That certainly wouldn't follow from the use of the keyword limited. If you
say limited, you should get a limited view. If you want to talk about
partial views, you need to use a keyword that reflects that (such as
"private" or "partial"). "private" seemed too confusing, since it can also
be used in front of "package" to mean something different (for compilation
units).

****************************************************************

From: Pascal Leroy
Sent: Friday, September 24, 2004  7:51 AM

It seems to me that if we believe that this problem is worth solving, we
should also allow abstract instantiations of generic subprograms.
That's because the resulting (nongeneric) subprogram may be used as an
actual parameter to an abstract package instantiation.

****************************************************************

From: Tucker Taft
Sent: Friday, September 24, 2004  8:23 AM

This hardly seems worth it, given the ability to declare
a subprogram and then define it via a renaming-as-body of
a generic instantiation.  We don't have formal subprogram
instantiations in generics, perhaps for the same reason.

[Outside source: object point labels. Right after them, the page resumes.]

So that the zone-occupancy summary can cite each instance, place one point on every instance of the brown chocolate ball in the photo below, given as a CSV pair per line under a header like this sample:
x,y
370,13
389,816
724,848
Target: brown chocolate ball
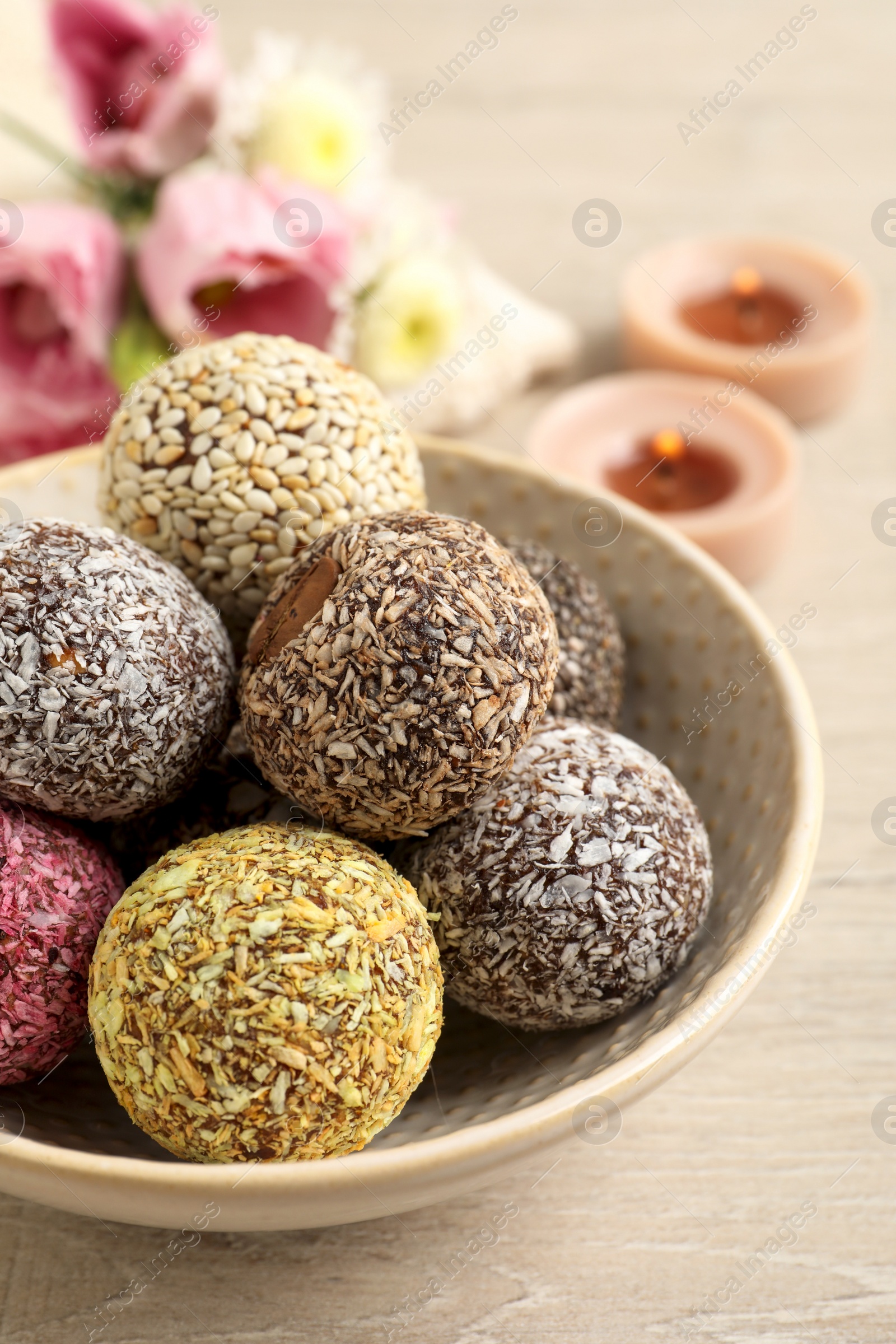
x,y
395,671
573,889
591,670
230,792
116,675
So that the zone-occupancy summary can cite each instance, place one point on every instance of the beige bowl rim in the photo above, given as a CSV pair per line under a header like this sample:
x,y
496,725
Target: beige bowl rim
x,y
479,1148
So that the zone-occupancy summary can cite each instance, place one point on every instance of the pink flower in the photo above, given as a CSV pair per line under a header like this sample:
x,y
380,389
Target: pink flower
x,y
225,253
143,86
59,301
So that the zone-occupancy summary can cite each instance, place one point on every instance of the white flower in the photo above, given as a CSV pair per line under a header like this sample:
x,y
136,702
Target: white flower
x,y
312,128
408,321
309,111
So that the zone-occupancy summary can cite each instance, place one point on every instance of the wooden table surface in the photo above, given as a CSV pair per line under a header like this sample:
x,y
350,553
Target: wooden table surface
x,y
624,1242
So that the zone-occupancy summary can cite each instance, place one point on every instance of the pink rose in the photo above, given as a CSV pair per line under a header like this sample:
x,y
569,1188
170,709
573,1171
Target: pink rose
x,y
226,253
143,86
61,280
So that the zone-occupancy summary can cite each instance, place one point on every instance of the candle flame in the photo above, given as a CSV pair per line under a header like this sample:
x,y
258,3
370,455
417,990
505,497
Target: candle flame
x,y
746,281
669,444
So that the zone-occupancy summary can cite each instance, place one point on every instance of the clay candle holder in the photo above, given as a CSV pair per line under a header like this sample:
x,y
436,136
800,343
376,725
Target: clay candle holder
x,y
713,460
783,318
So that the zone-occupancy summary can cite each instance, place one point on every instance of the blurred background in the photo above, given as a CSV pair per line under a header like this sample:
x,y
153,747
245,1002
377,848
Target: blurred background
x,y
578,101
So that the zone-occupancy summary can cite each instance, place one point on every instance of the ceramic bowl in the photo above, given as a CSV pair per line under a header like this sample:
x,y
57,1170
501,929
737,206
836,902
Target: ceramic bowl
x,y
496,1100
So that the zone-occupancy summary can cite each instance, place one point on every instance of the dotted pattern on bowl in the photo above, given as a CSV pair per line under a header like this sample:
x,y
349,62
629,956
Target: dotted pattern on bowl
x,y
683,644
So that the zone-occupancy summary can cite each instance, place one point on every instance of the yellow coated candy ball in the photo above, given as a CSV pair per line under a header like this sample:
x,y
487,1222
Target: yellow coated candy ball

****************************************************************

From: Tucker Taft
Sent: Friday, September 24, 2004  8:35 AM

Oops, I mistyped my own syntax in the example...

> ...
> !example
>
>     package P is
>
>         type A is private;
>
>         package Inst is new abstract G(A, others => <>); -- abstract instantiation

Should be: package Inst is abstract new G(A, others => <>);

This order is consistent with type extension syntax,
which seems a good thing.

****************************************************************

From: Robert A. Duff
Sent: Friday, September 24, 2004  2:46 PM

Tuck said:

> Here is round 4 on AI 359.  It is what we discussed
> in Madison.  I have provided the wording.
> Comments welcome.

I like it.

Dan said:

> I am uncomfortable with this proposed new overloading of "abstract",

I found it a bit odd at first, too, but if you think of it as similar
to the "abstract" that comes at the start of academic papers, I think it
makes sense.  Anyway, I *really* don't want an argument over the syntax
to derail the proposal.  I'll write "limited" or "abstract" or anything
else you want -- so long as I get to pass private types to generics.
I wouldn't mind "is private new" either -- but I'm happy to go along
with what the meeting decided.

Pascal said:

> It seems to me that if we believe that this problem is worth solving,

I certainly think so!

>...we
> should also allow abstract instantiations of generic subprograms.
> That's because the resulting (nongeneric) subprogram may be used as an
> actual parameter to an abstract package instantiation.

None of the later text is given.